Güney, iş stresini atmak ve organik ürün tüketmek için evinin bahçesinde 2 yıl önce domates, salatalık, biber, karpuz gibi ürünler yetiştirmeye başladı.

Toprakla uğraşmaktan keyif alan Güney, bir süre sonra tarla kiralayarak üretimini artırma kararı aldı.

Çiftçilikle uğraşarak hem stresini atan hem de gelirini artıran Güney, son olarak 22 bin metrekare kapalı alanda bir sera oluşturdu.

Güney, AA muhabirine, sebze üretmenin zahmetli ama keyifli bir iş olması nedeniyle hobi amacıyla evinin bahçesinde üretime başladığını söyledi.

Fidelerle uğraşmanın kendisini stresten uzak tuttuğu için tarla kiralayarak üretimini artırdığına işaret eden Güney, "Üniversite öğretim üyelerinin tavsiyesi ile sera kurmaya karar verdim. Onların yol göstermesi ve yardımcı olması sayesinde Karadeniz Bölgesi'nin en büyük ikinci serasını kurdum. Serada mevsimine göre domates, marul yetiştiriyorum. Ayrıca seranın etrafında ekilmeyen tarlaları da kiralayarak orada da biber ve karpuz üretiyoruz." dedi.

- "Toprak, ilgi gösterene karşılığını veriyor"

Toprakla uğraşmanın çok keyifli olduğunu vurgulayan Güney, "Benim mesleğim, stresli bir meslek ama toprakla uğraşırken stresimiz gidiyor. Bir de üretim yapıyorsunuz, bebek gibi fideleri büyütüyorum. Bebek nasıl ilgi istiyorsa bitki de öyle ilgi istiyor. Toprak, ilgi gösterene karşılığını veriyor." ifadesini kullandı.
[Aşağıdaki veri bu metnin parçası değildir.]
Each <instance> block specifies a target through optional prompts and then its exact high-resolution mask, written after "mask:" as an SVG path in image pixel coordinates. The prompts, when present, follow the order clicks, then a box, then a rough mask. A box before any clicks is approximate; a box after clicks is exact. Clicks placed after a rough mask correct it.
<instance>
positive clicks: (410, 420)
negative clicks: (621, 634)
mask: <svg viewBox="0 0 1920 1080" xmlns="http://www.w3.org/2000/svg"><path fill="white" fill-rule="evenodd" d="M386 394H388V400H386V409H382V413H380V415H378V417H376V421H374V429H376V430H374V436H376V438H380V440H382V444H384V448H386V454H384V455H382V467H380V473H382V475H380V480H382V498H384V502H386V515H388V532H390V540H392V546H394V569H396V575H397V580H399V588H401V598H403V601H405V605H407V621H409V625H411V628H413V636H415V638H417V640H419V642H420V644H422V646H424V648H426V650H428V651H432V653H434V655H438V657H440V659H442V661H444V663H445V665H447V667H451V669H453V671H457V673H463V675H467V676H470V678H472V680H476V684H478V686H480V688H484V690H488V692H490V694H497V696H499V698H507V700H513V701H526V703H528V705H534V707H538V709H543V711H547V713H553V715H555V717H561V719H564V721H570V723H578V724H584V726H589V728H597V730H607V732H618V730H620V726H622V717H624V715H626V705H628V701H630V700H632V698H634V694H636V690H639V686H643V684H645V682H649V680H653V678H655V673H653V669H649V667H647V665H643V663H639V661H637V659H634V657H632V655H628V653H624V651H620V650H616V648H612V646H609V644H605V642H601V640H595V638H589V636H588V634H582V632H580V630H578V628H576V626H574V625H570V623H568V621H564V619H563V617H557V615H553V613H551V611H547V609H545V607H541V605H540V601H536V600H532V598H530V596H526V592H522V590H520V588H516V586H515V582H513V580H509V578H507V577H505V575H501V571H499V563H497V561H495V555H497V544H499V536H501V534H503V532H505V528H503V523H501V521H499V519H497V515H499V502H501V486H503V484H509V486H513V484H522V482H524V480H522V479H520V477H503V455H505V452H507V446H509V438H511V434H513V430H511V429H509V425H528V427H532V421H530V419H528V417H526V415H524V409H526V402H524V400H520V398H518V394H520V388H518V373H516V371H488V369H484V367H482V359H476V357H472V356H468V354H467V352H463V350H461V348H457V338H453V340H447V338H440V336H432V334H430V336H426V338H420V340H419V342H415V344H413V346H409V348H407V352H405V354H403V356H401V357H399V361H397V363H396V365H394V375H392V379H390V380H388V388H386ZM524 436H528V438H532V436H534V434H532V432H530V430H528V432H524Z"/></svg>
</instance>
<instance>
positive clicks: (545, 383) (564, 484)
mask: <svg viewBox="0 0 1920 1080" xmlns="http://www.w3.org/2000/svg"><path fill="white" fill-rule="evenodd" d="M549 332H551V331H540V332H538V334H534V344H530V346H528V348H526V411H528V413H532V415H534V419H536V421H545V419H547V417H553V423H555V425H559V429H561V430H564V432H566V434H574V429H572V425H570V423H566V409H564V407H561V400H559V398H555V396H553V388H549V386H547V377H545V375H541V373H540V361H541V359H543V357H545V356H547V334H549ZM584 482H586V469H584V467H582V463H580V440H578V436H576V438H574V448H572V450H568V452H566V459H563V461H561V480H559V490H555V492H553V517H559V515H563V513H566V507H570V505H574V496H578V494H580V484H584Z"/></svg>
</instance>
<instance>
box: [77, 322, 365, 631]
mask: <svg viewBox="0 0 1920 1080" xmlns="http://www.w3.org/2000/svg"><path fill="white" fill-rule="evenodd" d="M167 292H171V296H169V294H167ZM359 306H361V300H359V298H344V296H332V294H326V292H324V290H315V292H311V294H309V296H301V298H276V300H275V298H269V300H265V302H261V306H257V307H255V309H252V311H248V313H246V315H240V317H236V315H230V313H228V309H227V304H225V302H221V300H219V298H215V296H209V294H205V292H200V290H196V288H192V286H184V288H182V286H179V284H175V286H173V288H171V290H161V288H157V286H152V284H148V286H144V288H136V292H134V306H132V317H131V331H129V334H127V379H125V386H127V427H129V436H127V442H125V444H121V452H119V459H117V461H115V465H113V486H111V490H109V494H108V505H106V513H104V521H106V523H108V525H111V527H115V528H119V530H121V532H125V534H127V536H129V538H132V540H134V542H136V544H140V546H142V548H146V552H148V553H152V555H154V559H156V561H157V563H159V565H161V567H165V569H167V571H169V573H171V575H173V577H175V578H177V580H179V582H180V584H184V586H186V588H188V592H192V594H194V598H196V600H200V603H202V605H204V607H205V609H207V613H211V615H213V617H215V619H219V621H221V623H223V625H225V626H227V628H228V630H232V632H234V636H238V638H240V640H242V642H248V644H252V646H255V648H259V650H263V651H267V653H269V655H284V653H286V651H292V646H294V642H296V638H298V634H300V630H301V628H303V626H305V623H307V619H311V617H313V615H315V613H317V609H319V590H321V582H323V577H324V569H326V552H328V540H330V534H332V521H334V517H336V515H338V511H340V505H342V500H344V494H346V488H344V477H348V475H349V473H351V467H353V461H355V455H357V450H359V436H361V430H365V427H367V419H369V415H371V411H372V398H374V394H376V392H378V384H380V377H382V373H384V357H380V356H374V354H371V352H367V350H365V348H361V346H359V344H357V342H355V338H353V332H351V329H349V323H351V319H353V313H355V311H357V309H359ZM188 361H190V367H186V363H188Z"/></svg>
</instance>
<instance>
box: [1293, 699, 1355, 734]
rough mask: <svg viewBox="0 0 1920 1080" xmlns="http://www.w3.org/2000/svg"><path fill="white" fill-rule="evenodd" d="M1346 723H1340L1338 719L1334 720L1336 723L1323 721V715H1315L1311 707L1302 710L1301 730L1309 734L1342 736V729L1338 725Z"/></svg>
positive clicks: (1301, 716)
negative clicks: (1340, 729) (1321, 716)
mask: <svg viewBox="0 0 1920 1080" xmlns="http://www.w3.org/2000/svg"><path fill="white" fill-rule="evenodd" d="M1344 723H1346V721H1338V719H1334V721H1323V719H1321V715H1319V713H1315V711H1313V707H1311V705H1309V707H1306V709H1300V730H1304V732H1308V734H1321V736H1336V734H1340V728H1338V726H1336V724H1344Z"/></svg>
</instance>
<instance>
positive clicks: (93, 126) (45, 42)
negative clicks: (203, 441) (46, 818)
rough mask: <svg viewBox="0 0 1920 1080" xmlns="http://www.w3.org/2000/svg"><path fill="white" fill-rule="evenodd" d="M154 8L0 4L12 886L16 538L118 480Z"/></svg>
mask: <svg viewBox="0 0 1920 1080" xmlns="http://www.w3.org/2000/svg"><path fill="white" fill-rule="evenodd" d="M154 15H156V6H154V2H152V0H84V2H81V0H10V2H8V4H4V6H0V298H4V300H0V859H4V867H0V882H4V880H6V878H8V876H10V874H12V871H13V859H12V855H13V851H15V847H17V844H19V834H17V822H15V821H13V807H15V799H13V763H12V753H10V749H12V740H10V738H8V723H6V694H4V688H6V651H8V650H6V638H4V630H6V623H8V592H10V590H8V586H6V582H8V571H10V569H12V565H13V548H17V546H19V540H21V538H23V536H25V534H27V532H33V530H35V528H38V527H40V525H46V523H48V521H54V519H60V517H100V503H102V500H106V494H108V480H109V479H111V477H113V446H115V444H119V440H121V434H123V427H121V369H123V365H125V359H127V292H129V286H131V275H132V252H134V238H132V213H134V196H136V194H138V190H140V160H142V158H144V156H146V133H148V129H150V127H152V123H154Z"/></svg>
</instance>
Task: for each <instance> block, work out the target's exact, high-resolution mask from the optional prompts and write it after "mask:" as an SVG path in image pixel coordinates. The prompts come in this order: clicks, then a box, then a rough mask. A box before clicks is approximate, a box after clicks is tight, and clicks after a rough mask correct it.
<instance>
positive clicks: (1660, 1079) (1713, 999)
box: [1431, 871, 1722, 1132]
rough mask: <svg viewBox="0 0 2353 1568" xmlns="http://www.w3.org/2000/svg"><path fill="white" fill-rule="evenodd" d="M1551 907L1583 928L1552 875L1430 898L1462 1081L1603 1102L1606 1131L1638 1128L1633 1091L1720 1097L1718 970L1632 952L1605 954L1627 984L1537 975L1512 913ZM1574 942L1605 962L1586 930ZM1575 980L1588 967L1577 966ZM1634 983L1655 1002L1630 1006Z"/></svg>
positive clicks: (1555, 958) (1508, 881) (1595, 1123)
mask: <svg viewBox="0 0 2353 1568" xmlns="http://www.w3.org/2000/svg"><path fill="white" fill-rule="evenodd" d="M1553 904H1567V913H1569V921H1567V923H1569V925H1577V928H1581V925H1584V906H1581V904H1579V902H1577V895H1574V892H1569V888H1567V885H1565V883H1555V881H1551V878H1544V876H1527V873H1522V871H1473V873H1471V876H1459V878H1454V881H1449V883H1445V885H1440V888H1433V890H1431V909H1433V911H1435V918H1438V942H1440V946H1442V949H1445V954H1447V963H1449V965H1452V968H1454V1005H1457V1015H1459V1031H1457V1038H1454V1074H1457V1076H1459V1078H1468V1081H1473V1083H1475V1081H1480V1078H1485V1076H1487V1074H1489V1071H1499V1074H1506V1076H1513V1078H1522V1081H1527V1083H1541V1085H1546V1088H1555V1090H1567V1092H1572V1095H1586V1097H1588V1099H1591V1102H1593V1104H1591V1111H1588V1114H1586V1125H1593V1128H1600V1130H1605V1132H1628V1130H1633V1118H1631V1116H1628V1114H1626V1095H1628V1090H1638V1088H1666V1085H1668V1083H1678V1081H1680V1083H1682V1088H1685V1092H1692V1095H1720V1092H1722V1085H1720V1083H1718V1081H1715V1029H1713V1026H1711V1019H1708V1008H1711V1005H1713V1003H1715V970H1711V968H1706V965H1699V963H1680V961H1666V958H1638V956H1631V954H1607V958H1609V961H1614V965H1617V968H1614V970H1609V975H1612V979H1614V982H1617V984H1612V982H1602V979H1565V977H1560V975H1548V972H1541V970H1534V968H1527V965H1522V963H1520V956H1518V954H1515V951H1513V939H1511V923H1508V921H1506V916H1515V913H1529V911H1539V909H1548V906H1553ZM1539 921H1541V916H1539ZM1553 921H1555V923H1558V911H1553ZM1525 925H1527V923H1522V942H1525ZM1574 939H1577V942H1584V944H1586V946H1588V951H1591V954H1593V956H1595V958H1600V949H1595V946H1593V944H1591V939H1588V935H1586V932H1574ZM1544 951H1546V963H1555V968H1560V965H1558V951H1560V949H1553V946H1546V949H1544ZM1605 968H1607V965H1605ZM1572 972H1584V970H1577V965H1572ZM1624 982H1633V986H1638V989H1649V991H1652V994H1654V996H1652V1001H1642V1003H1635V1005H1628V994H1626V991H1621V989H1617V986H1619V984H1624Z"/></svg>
Sera kurduğu mahallede genelde buğday ve mısır ekimi yapıldığını anlatan Güney, şunları kaydetti:

"Burada çiftçilere de öncülük ettik. Daha gelir getirici, yani endüstriyel üretim yaptık. Kapya biber, karpuz, ardından kırmızı lahana, brokoli ekeceğiz. Serada domates ve marul yapacağız. Hakikaten toprak kazandırıyor. Toprağın kazandırdığını gören diğer çiftçiler de bizi örnek almaya başladı. Etrafımızda küçük küçük seralar kurdular. Bizden teknik destek istiyorlar, biz de yardımcı oluyoruz. Bunun, bölgenin kaderini değiştireceğine inanıyoruz. Çünkü yalnızca buğday ve mısır eken çiftçileri sebze üretimine yönlendirmiş olduk."